A couple of months from now, an eight-node carrier board will be back from the manufacturer with an integrated 10 Gb/sec Ethernet switch, power modules for the nodes and switch, as well as the water cooling for the hot components. This machine will be equipped with IBM's DB2 BLU parallel and in-memory database as well as the Watson question-answer software stack and tested to see what kind of performance it can deliver on commercial workloads.
"Once we have those proof points, then we can start having discussions on whether we want to commercialize this," says Luijten. "I am doing this because I want very high energy efficiency achieved by very dense packaging as well as very low cost.
The system board that IBM Zurich created for the first pass of the DOME microserver cost about $500 for a single unit, including the processor and 4 GB of main memory plus the circuit board and the copper plate.

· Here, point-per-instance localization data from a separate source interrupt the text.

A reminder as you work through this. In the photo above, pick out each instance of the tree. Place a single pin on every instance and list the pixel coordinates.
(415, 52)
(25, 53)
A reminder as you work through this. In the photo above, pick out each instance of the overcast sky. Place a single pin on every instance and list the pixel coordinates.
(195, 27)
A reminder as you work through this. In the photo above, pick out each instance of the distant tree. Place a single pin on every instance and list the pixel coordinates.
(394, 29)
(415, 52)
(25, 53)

Luijten is not sure what the cost of the T4240 board will be yet, but he estimates that it will be something on the order of $650 for the bill of materials for the components. As for the DOME enclosure, the most expensive component is the quick-connect plumbing for the water cooling, but with 128 nodes in the box, the cost of the chassis quickly gets dwarfed by the cost of the compute nodes. Maybe it might cost around $10,000 for the enclosure, but 128 compute nodes could cost $83,200.

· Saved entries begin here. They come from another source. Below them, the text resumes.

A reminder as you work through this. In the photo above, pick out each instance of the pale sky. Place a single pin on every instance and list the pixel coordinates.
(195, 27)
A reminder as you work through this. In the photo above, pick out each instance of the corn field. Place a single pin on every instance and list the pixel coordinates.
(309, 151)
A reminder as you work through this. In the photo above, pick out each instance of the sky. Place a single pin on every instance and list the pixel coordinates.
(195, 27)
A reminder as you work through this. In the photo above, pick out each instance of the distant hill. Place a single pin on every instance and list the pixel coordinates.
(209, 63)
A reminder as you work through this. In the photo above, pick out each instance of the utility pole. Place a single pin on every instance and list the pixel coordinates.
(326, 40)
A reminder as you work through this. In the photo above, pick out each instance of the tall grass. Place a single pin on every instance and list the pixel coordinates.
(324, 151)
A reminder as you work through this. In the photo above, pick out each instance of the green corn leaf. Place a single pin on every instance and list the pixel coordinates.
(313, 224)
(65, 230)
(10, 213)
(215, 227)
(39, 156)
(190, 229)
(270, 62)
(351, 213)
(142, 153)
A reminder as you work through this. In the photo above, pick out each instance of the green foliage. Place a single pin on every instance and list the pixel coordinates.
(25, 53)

While IBM has designed its own system boards using the Freescale processors as part of the DOME project, it did not go all the way and create its own Power SoC. But that is not out of the realm of possibility, particularly with Big Blue opening up the Power8 architecture through the OpenPower Foundation.

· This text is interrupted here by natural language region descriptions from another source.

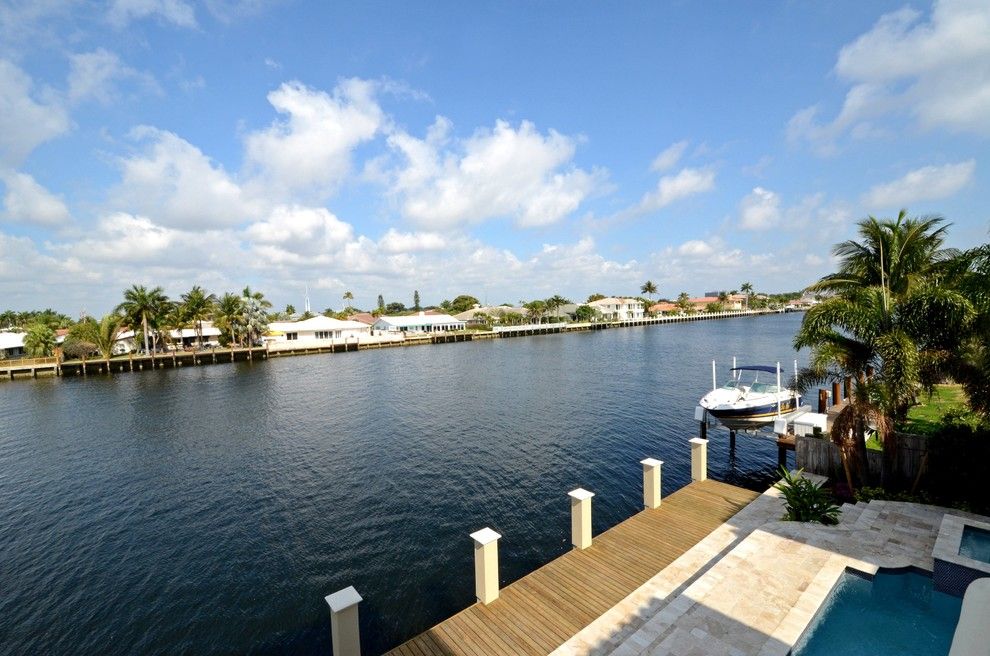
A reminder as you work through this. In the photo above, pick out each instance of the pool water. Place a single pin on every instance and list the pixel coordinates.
(897, 612)
(975, 544)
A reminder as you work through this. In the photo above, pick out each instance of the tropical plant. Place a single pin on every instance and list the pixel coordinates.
(886, 312)
(747, 289)
(143, 306)
(649, 288)
(197, 307)
(805, 500)
(228, 314)
(39, 341)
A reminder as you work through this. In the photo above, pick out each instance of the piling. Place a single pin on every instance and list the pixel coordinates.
(580, 517)
(699, 459)
(344, 632)
(651, 482)
(486, 565)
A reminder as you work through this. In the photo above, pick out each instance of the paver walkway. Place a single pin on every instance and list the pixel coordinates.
(542, 610)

"If you would be helpful and get around $75 million in my direction, I know exactly what kind of SoC I would build," jokes Luijten. "My hope is that in the OpenPower Foundation, we will have an activity to build an SoC, in my definition, and with a Power8 core. I think that would kick ass. That core is a very nice thing, and I think that would be fantastic."
And if enough customers who are willing to pay for a system that is based on the ideas embodied in the DOME microserver materialize, this is precisely the kind of machine that IBM would be inclined to move from science project to commercial product. Time will tell.